City street designers will unveil their long-term plan for the dangerously-decaying Brooklyn-Queens Expressway in May, Mayor Bill de Blasio announced Friday.
“I think we’ll have some more to say on this in May,” said de Blasio at his April 23 press briefing. “I can say next month we’ll start to talk about those specific plans.”
Department of Transportation Commissioner Hank Gutman is working with his team to figure out a way to address the beleaguered 65-year-old highway.
“Commissioner Gutman and his team are thinking of lots of different ways of approaching it going forward, hopefully, in a circumstance where we have a very different reality in this city in terms of a lot less car usage, so we want to be mindful of that,” de Blasio said.
The roadway’s triple-cantilevered section wrapping around Brooklyn Heights, which includes the pedestrian promenade on top, is in severe disrepair and could become unsafe to drive on as soon as 2026, according to a report published by de Blasio’s appointed “expert panel” that studied the roadway in early 2020.
Much of the damage on that stretch from illegally overweight trucks barreling down the roadway, leading de Blasio to sign an executive order shortly after the report’s release intended to up police enforcement. The study also urged the reduction of lanes from three to two in each direction, but de Blasio was not convinced by that proposal.
Hizzoner convened the brain trust two years ago after the city’s initial proposal from 2018 to build a six-lane speedway atop the beloved promenade during repairs — which locals panned immediately.
After the city’s proposals were shot down, numerous alternative proposals were made by local architects, consultants, and politicians, including tearing down the highway entirely and replacing it with a park or boring an $11 billion tunnel from Gowanus to Williamsburg.
In January, de Blasio claimed that work would resume “in the coming weeks” on a full plan for the BQE after a year of radio silence on the massive infrastructure project amid the pandemic.

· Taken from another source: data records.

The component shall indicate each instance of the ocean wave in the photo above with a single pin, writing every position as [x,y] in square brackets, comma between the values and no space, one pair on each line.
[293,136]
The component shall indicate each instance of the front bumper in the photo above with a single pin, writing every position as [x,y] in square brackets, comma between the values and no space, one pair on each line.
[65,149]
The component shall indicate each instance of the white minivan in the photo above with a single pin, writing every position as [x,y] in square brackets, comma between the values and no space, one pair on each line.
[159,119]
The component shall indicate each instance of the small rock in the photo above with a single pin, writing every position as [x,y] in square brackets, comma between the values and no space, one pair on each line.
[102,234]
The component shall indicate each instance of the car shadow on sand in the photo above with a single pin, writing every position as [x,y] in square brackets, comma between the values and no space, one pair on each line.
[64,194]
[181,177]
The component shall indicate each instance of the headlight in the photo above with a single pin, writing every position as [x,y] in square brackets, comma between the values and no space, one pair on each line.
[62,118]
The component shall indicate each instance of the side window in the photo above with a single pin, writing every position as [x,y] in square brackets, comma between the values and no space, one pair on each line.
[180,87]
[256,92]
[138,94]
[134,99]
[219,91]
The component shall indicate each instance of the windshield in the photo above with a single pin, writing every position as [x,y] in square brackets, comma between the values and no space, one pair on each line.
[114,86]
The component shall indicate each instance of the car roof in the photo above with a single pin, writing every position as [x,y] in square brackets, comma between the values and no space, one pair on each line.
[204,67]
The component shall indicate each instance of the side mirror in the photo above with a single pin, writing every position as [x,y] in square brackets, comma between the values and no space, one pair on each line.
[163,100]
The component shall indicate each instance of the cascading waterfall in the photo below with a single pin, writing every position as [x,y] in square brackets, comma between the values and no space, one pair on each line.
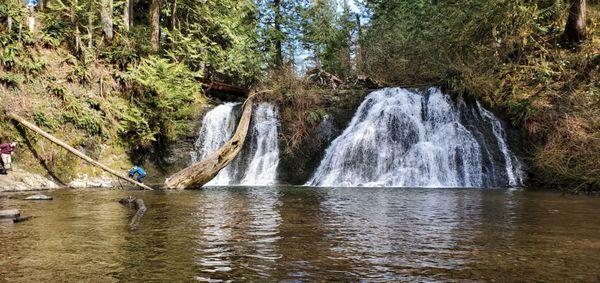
[218,125]
[257,163]
[406,138]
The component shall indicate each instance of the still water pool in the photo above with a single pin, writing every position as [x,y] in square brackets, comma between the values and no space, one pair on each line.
[304,234]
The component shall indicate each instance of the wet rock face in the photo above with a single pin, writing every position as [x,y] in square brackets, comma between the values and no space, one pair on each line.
[297,168]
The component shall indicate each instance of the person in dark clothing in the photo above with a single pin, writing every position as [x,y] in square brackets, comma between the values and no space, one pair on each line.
[6,150]
[141,173]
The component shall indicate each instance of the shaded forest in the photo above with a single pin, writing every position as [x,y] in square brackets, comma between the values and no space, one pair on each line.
[132,72]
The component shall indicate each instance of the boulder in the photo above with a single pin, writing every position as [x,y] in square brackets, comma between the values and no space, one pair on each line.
[9,213]
[39,197]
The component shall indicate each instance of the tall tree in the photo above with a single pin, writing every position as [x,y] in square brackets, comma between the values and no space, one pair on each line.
[90,27]
[155,24]
[575,31]
[106,11]
[127,15]
[278,34]
[173,15]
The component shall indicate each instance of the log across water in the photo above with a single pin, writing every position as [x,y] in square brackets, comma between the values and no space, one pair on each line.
[72,150]
[202,172]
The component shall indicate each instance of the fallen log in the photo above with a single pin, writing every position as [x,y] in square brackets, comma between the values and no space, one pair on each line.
[72,150]
[9,213]
[38,197]
[137,204]
[212,85]
[202,172]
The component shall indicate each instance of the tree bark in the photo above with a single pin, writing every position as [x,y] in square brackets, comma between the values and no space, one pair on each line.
[75,24]
[127,15]
[9,23]
[155,24]
[91,25]
[173,15]
[278,34]
[106,10]
[72,150]
[575,31]
[202,172]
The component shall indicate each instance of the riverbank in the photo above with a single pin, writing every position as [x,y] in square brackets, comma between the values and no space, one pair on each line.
[307,234]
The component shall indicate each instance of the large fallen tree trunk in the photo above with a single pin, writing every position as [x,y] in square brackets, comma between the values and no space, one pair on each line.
[202,172]
[73,150]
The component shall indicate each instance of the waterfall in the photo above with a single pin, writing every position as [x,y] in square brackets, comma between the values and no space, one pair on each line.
[513,166]
[257,163]
[406,138]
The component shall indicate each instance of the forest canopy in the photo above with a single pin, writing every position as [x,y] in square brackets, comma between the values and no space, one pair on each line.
[535,62]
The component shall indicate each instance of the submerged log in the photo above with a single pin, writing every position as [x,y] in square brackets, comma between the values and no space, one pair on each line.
[38,197]
[73,150]
[21,219]
[9,214]
[202,172]
[137,204]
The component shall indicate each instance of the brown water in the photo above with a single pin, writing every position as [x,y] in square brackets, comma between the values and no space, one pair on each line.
[304,234]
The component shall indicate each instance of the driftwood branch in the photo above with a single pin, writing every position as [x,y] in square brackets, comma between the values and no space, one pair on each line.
[137,204]
[202,172]
[73,150]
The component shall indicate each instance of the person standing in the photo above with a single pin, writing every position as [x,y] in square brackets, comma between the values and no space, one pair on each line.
[141,173]
[6,150]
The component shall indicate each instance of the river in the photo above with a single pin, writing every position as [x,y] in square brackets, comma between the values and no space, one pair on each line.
[304,234]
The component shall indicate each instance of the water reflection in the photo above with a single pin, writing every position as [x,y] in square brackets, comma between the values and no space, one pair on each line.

DOT has started some smaller-scale repair work to shore up the 1.5-mile section of the BQE it has jurisdiction over between Atlantic Avenue and Sands Street (the remaining stretches of the highway are run by the state), such as a fix to the wall at Hicks Street near Poplar Street.
“First of course protecting the BQE as it is now so that we can work toward a future different vision, but first we have to make sure that it’s secure for the here and now,” de Blasio said Friday. “A lot is being worked on right now.”